Vi è, poi, un altro problema cronico, ossia la povertà e l’attendibilità reale dei dati scientifici di riferimento concernenti le specie che solitamente vengono sottoposte a regime di prelievo in deroga e più in generale di quelli relativi ai periodi di migrazione pre-nuziale, riproduzione e nidificazione, migrazione post-nuziale e svernamento di tutte le principali specie migratrici di interesse faunistico - venatorio.
Ciò discende anche dal “rifiuto” dell’ISPRA ad avviare una volta per tutte un serio programma di monitoraggio correlandosi con istituti omologhi degli altri Paesi europei, nonché da una mancanza operativa degli Osservatori regionali ove istituiti.

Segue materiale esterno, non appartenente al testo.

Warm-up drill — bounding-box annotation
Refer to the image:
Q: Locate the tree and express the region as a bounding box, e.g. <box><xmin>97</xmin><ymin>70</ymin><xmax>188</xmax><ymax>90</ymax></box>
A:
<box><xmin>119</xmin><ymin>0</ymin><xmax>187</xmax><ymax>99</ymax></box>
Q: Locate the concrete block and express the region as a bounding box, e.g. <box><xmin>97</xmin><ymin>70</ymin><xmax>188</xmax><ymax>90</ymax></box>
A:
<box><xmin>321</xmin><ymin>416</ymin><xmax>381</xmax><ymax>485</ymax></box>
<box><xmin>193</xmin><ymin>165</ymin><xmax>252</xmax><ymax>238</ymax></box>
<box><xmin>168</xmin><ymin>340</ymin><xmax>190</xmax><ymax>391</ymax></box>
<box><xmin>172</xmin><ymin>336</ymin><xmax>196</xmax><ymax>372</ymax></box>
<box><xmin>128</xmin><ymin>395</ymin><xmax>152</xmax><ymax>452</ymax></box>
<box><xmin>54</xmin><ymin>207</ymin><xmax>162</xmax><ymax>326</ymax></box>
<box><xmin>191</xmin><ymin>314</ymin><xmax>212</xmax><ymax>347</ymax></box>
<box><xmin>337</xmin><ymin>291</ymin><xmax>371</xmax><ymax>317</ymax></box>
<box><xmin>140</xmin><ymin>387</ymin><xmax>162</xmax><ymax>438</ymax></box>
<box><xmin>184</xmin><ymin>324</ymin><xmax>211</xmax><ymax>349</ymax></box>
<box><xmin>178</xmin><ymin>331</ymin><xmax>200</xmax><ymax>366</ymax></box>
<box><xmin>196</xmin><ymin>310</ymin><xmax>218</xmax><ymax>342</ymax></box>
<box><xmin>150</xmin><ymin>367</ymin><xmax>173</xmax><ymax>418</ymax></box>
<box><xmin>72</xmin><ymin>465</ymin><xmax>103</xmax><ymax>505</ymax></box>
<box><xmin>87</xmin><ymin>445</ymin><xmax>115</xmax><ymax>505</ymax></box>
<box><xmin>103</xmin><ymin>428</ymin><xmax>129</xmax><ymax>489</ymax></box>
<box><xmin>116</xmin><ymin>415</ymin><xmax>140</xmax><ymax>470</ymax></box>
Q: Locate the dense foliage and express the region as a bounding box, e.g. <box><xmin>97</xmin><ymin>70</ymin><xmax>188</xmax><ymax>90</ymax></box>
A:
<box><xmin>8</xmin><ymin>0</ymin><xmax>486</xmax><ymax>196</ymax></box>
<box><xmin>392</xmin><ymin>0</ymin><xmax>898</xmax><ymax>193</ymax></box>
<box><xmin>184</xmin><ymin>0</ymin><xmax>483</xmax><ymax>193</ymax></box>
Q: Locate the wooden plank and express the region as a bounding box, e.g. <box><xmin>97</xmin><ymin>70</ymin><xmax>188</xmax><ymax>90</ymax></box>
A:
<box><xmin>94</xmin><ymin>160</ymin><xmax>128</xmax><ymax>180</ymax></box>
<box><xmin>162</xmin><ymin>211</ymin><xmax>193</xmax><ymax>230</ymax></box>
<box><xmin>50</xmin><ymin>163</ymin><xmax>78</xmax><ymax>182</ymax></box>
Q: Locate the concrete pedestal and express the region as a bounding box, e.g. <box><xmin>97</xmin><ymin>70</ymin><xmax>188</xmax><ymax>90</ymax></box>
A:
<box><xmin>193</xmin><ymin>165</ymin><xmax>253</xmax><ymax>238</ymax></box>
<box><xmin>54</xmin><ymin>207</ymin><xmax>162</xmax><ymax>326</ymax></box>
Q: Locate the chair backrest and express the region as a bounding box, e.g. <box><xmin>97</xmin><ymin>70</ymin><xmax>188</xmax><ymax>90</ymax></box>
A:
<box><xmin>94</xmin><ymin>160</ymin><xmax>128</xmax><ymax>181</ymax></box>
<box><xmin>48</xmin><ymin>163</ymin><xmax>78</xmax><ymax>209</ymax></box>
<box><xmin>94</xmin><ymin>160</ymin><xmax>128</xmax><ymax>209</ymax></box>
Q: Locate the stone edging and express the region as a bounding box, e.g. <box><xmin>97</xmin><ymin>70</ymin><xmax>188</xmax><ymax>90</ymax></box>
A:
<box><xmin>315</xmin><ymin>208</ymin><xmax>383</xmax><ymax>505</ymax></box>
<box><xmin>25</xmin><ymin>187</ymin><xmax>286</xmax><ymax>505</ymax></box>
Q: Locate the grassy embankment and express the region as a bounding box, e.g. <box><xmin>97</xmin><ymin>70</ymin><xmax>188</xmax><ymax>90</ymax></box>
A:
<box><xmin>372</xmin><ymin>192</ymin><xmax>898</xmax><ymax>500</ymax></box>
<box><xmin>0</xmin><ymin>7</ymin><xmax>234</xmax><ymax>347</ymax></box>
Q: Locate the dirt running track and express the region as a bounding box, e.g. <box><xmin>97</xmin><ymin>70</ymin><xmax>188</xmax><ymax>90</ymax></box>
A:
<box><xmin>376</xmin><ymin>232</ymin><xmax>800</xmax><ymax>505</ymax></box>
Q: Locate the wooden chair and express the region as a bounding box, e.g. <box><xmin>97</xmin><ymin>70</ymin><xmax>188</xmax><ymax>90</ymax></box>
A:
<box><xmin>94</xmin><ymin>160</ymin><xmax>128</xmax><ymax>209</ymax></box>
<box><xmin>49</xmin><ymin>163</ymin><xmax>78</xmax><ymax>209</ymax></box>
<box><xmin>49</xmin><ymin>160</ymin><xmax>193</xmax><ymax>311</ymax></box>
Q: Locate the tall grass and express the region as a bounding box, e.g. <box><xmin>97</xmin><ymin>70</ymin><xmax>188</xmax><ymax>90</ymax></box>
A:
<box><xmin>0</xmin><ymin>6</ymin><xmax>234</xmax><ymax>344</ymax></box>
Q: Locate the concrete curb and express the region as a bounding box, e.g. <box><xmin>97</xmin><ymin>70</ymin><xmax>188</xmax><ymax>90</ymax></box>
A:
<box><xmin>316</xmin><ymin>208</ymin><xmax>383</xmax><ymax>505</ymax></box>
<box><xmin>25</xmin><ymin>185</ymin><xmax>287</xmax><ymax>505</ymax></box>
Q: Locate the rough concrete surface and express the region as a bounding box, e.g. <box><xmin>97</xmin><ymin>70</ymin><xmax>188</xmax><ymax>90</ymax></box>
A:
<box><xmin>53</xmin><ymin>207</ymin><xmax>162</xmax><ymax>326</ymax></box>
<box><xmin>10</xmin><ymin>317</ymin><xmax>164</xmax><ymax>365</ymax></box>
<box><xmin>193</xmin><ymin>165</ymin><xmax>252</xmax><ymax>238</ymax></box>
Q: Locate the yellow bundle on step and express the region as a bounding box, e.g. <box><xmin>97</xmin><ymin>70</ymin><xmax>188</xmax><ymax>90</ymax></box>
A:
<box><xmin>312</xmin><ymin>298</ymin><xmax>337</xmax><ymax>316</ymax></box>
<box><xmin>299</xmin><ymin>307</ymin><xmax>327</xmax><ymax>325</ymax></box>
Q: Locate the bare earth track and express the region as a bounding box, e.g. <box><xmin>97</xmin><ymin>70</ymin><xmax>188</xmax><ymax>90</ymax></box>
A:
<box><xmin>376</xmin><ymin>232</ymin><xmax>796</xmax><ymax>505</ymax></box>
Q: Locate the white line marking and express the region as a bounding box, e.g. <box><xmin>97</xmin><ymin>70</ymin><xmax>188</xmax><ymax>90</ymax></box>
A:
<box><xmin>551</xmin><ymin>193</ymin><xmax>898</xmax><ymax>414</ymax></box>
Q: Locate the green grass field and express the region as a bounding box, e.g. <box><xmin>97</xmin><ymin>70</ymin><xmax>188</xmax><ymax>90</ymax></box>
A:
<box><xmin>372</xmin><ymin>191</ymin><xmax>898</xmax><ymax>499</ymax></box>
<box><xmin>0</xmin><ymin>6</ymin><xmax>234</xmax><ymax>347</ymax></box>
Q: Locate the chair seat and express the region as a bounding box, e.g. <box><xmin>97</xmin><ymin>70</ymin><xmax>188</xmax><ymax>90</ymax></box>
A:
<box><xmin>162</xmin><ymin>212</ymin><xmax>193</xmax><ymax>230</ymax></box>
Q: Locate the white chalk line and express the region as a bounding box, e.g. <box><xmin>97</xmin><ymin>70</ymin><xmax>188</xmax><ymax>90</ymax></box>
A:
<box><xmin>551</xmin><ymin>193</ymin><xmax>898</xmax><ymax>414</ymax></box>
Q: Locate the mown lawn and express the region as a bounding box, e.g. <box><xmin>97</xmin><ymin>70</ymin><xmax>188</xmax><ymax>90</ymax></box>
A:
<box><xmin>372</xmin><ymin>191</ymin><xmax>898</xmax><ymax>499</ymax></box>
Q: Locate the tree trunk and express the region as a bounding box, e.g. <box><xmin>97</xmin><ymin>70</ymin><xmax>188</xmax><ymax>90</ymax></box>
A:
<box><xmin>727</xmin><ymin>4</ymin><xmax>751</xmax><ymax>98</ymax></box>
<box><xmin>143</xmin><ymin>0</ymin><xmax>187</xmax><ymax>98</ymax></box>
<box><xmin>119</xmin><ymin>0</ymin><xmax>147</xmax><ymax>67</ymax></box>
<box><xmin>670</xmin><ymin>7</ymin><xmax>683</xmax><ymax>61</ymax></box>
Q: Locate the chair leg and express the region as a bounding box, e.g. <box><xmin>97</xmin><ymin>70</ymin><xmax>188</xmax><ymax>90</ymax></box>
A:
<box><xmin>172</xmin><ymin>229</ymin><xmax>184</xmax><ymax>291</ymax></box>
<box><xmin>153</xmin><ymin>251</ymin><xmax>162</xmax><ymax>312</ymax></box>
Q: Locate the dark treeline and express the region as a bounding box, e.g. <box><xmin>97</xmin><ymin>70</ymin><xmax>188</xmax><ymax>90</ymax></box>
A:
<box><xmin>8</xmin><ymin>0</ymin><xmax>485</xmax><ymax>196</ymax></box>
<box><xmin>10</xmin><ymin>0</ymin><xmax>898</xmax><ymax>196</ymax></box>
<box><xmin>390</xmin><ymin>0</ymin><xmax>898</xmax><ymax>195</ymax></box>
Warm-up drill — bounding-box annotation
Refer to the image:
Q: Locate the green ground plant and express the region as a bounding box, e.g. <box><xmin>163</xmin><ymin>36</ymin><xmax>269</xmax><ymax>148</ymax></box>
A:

Gli attuali dati inerenti tutte le specie di ogni Stato sono stati a suo tempo forniti alla Commissione UE dai rispettivi responsabili appositamente incaricati in seno a uno specifico gruppo di lavoro, denominato Comitato Ornis. Per l’Italia, guarda caso, parteciparono proprio i rappresentanti dell’INFS (oggi ISPRA).
E’ ora, in sostanza, che vengano opportunamente rivisti i dati per l’Italia contenuti nel documento conosciuto come “Key Concepts document on period of reproduction and prenuptial migration on huntable bird species in the EU”, il quale riporta, per ogni singolo Stato, l’inquadramento delle specie cacciabili ai sensi della Direttiva (All. II/1 e II/2), adeguandoli alla realtà dei fatti scientifici.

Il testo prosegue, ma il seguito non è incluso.